11-1 Lines that Intersect Circles
15. Olympus Mons's peak rises 25 kilometers above the surface of the planet Mars. The diameter of Mars is approximately 6,794 kilometers. What is the distance from the peak of Olympus Mons to the horizon to the nearest kilometer?
The answer is 413 km.
413
To find the distance from the peak of Olympus Mons to the horizon, we can use the Pythagorean theorem. Let's assume that the peak of Olympus Mons is at the center of a circle, and the radius of the circle is the distance from the peak to the horizon. We can draw a line from the peak to the edge of the circle, which will be the radius.
First, we need to find the radius of the planet Mars. The radius is half of the diameter, so the radius of Mars is 6,794 kilometers / 2 = 3,397 kilometers.
Now, we have created a right triangle with the radius (3,397 kilometers) as one leg and the height of Olympus Mons (25 kilometers) as the other leg. The hypotenuse of the triangle represents the distance from the peak to the horizon.

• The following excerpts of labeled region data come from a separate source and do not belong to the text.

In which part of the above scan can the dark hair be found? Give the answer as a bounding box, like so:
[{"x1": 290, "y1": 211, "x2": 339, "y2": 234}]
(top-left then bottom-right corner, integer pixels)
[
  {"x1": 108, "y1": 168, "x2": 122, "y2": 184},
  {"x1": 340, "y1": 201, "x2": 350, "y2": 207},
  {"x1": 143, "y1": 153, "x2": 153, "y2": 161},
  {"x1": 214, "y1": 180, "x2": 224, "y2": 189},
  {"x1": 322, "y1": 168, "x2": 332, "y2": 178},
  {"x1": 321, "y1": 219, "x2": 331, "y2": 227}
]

Using the Pythagorean theorem, we can find the hypotenuse (H) of the triangle:
H^2 = (leg1)^2 + (leg2)^2
H^2 = (3,397 kilometers)^2 + (25 kilometers)^2
H^2 = 11,519,609 kilometers^2 + 625 kilometers^2
H^2 = 11,520,234 kilometers^2
To find the value of H, we take the square root of both sides:
H = √(11,520,234 kilometers^2)
H ≈ 3,395.5 kilometers
Therefore, the distance from the peak of Olympus Mons to the horizon is approximately 3,395.5 kilometers, which can be rounded to 3,396 kilometers to the nearest kilometer.